Suddenly the clouds were illuminated from behind by a burst of lightning. Before she could count the seconds—one alligator, two alligator—a boom shook the air. Lorna almost lost her balance, as if the thunder itself had tried to push her over, so she ran, bent low, toward the edge of the woods.

With the rain’s arrival, the last wash of daylight vanished and Lorna found herself in a soaking twilight. Sheets of water, woven stiff as canvas, swept her toward the trees as waves would wash a dinghy against a seawall. The lightning flashed and flashed again across the darkness, not waiting for the thundering fanfare to sound before crackling again.

By the time she reached the woods, she was drenched. The cold moisture seeped through her sodden coat, her tights were sopping inside her shoes. But the rain barely made it through the dense canopy of the old oaks, wych elms, and sycamores. Even though the thick branches were still mostly winter bare, with just the first pink buds coloring the brown bark, they still acted as soundproofing, deadening the earsplitting noise of the storm.
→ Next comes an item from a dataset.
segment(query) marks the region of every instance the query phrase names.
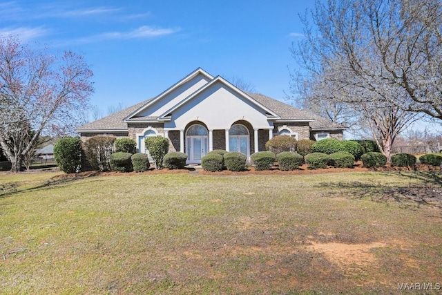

Wet and miserable, Lorna threaded her way through the familiar woods in the direction of the farm, skirting the nettle beds until she found the well-worn path. She stuffed her scarf into her pocket, then shrugged out of her coat, the fabric soaked through so that even her sweater and shirt were already wet. Trying to keep her coat tucked under one arm, she wriggled her damp sweater off over her head, then squeezed the single braid that lay down her back until water trickled through her fingers.

“Bloody rain!” she said, shaking the excess water from her hand.

“I agree,” said a voice behind her. “Bloody rain!”

Lorna spun around too quickly. Paul was sitting only ten yards away on the trunk of a tree that lay at a drunken angle to the ground.

Considering the deluge falling so near, he looked remarkably dry in his dark gray army sweater and the maroon scarf she had knitted. In contrast, Lorna knew she must look like a thoroughly drowned rat. Stray strands of hair were plastered to her face, and her white cotton shirt was sticking to her arms and shoulders.

Even though she knew—she hoped—that her wet shirt was not showing off anything more embarrassing than an unflattering undershirt, Lorna suddenly felt exposed under Paul’s scrutiny and tried to pull her sweater back over her head. She only succeeded in dropping both her coat and scarf onto the ground, and anyway, she knew she’d never get the damp sweater back on with any dignity.